The Hole

I’ve been staring at the hole in my ceiling for two months now.

It started off as a discolored, half dollar-sized bubble of paint, and ended up as a 12”x14” roughly cut hole directly above my showerhead. I will spare you the trials and tribulations of condo living, and the pros and cons of stacked plumbing. Suffice it to say, my upstairs neighbor’s bathtub had a leak.

My go-to fix-it guy’s busy work schedule (followed by his two-week vacation) has left me with more than 60 days worth of shower time with the hole. And while Paul McCartney sang about how his hole “stopped his mind from wandering”, mine has had the exact opposite effect.

My daily view. Can you see Jesus's face in the S bend?

My daily view. Can you see Jesus’s face in the S bend?

Initially, my thoughts centered on the fear that a hundred spiders (or worse) would scurry out from the hole the moment I closed my eyes to rinse the shampoo out of my hair. Or a bloody hand would jut down and grab hold of me as I washed my face. But when neither of these things happened, I was able to relax and muse over the idea of Cold War-era spy cameras planted in the walls, of squirrels and other furry critters turning the crawl space and mechanical ducts into an enormous habitrail. I pictured gold bullion, property deeds, and first edition Superman comics carefully wrapped in plastic and stashed in the drywall throughout my building. I imagined childhood time capsules, teenagers’ marijuana stashes, empty liquor bottles, mummified armadillos, Creole gris-gris, Native American arrowheads, and Civil War buckshot…
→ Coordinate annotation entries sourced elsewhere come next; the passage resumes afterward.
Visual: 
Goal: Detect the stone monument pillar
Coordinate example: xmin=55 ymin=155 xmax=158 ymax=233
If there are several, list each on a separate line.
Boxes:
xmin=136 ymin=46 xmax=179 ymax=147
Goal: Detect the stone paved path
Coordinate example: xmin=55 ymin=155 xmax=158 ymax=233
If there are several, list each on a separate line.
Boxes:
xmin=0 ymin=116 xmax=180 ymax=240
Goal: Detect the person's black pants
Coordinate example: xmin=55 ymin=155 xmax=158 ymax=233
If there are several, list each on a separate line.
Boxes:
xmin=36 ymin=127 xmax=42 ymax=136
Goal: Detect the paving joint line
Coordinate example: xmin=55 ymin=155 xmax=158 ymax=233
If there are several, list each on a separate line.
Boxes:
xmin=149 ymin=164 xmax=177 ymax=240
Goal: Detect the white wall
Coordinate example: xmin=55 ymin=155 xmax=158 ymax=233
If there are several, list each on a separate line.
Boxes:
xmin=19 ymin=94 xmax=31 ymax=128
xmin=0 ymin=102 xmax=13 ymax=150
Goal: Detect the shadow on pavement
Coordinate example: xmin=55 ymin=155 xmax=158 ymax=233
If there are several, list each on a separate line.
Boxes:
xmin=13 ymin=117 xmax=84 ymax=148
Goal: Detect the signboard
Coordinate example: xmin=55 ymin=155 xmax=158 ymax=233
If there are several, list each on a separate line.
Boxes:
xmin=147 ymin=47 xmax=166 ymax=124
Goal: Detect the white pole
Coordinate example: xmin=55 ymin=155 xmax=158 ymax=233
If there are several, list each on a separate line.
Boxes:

Tomorrow, my fix-it guy is coming to patch the hole. It may sound crazy, but part of me is a little sad. That unsightly hole has inspired a range of emotions – from irritation to fear to amusement – and also provided the perfect opening for me to tell my guests a multitude of stories about the elderly shut-ins upstairs (did I ever tell you about the time my neighbor woke me up at 7am on a Sunday morning by repeatedly shouting Thank You, Jesus! at the top of her lungs?)

But it’s just as well, really. Because like anything we see every day, it’s only a matter of time before I no longer notice that the hole is even there.

Now, if only I could find inspiration in the creaky, steam-swollen floorboards surrounding my dishwasher. Oh wait…I think I have an idea.